The effect of publicity generated via conventional media (newspaper and magazine articles), announcements on
USENET newsgroups such as misc.invest and misc.invest.funds, and increased awareness of the Web in general
has caused a steady increase in EDGAR Web access at both the NYU and IMS sites as you can see
in the above four figures.
Strategies for Understanding User Requirements
There is no simple way to predict what a user will need a particular filing for in any
given session. We have learned
that in aggregate (via usage questionnaires which are online at both the IMS and NYU sites)
that the forms most often needed are the 10-K's, the Proxies (DEF 14A's),
the Acquisition Filings (Schedules 13d and
13g), and Mutual Fund Prospectuses.
However, the problems faced by many users are definitely of the ``ill-structured'' variety {Simon},
{Newell}.
Consider a hypothetical example: a user would like to know why
XYZ Corp. laid off 5,000 employees last quarter.
It is completely unobvious which form types might contain clues;
even after perusing an online or paper dictionary.
One might as well start with 8-K's (Material changes to financial condition)
but there are no ready-made hyperlinks
from an 8-K to the larger 10-K's or Proxies. This problem will be addressed
in the following section on inter-document
linking.
A further distinction can be made between the expert user (e.g. a corporate law librarian) and the novice (e.g.
an inexperienced private investor). Chi et al. suggest that the frame of reference is critical in physics problem
solving and speeds the expert along {Chi}; similarly in the EDGAR domain experts
have a built-in frame of reference that links keywords to form types.
They further know what information is likely to be unlocatable in the EDGAR data archive, whereas
a novice might spend many fruitless hours searching. A good example is the officer purchases
and sales; critical to investment decisions, reported in investor newsletters and journals (e.g. {\em Barron's}),
but not present yet on EDGAR.
Another problem stems from many users' internet providers. Often, a filing is quite large (several hundred KB for
10-K's and Proxies) and the provider does not allow e-mail of that size; insisting they be chopped up (and then,
according to Murphy's Law, they never arrive in proper order!).
Similarly, a provider might charge by the
KB transferred and thus EDGAR use might become quite pricey for some users. We discuss these bread and butter
concerns in the next section.
Economic Considerations of the EDGAR Service
Considerable technical work has been published charting backbone congestion; backbone upgrade, and
the inevitable return of congestion {Claffy92}, {Claffy94}. EDGAR is a text-based archive, as
we have noted, devoid of audio, video, or photographic images. However, many of the interesting filings
are quite large such as the 10-K and Proxy filings.
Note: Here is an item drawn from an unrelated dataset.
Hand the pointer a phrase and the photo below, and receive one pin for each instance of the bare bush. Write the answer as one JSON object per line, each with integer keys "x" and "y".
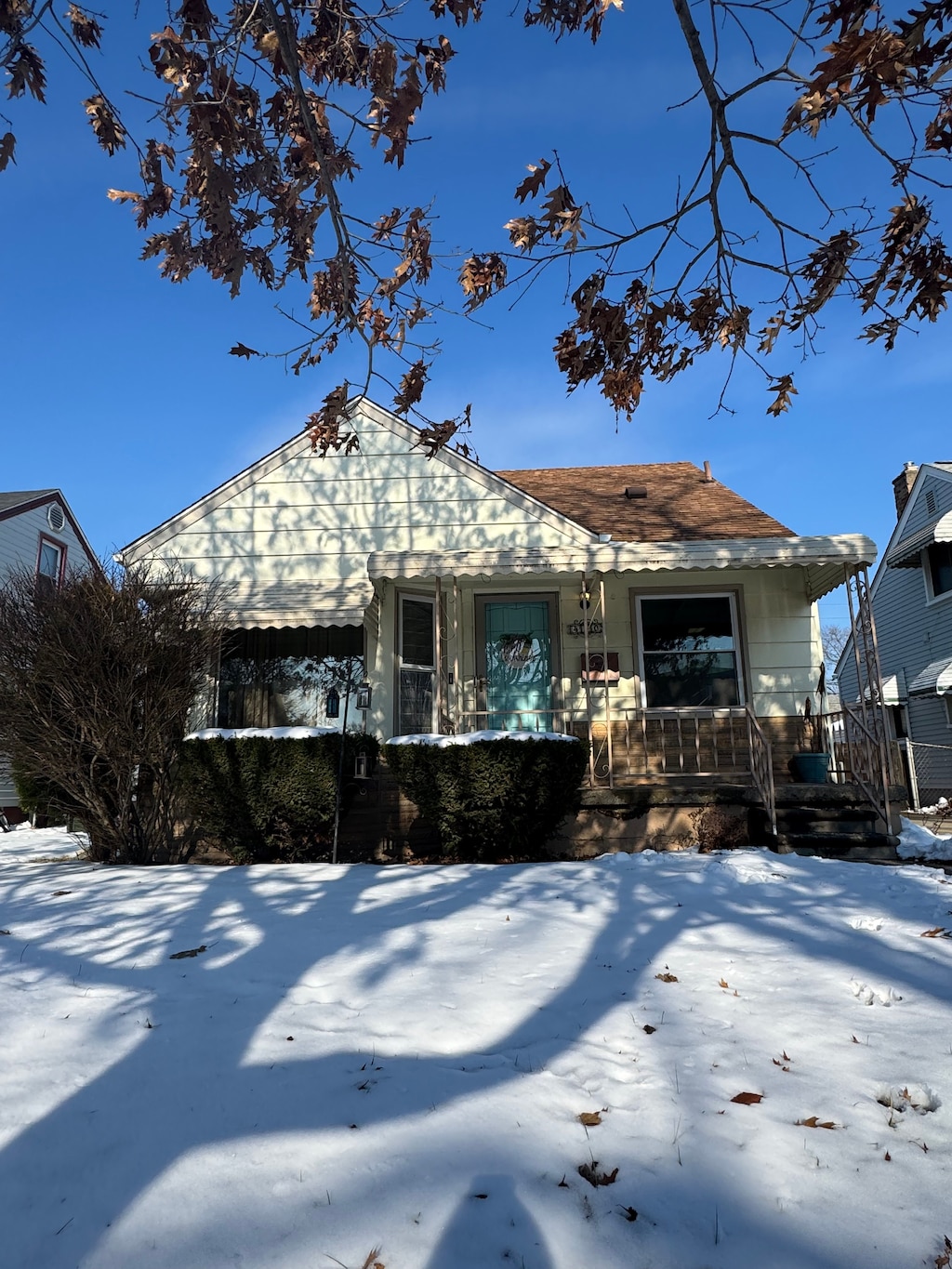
{"x": 97, "y": 681}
Keeping in mind our goal of low-cost information dissemination, we would like to provide enough information to
satisfy the user's needs during an EDGAR session without necessarily providing entire documents. At present,
many providers charge by the KB transferred and there are strong arguments for a generalized ``user pays''
policy to be applied to the Internet at large {MacKie93}, {MacKie94}.
As MacKie and Varian say, the Internet community at large faces the classic economic
``problem of the commons'' where users, given unlimited Internet access, pay no penalty for
high-bandwidth usage. {MacKie94}.
Therefore, how can the EDGAR service position itself as a 'good Net citizen', conserving bandwidth,
while not limiting functionality? There are several approaches either in development or under
consideration:
- Automatic intradocument table of contents generation. We have developed shell scripts to parse
the more popular filings and prefix them with a hyperlink table of contents designed for easy perusal.
For example, the key financial ratios are indexed at the very top of the 10-Ks.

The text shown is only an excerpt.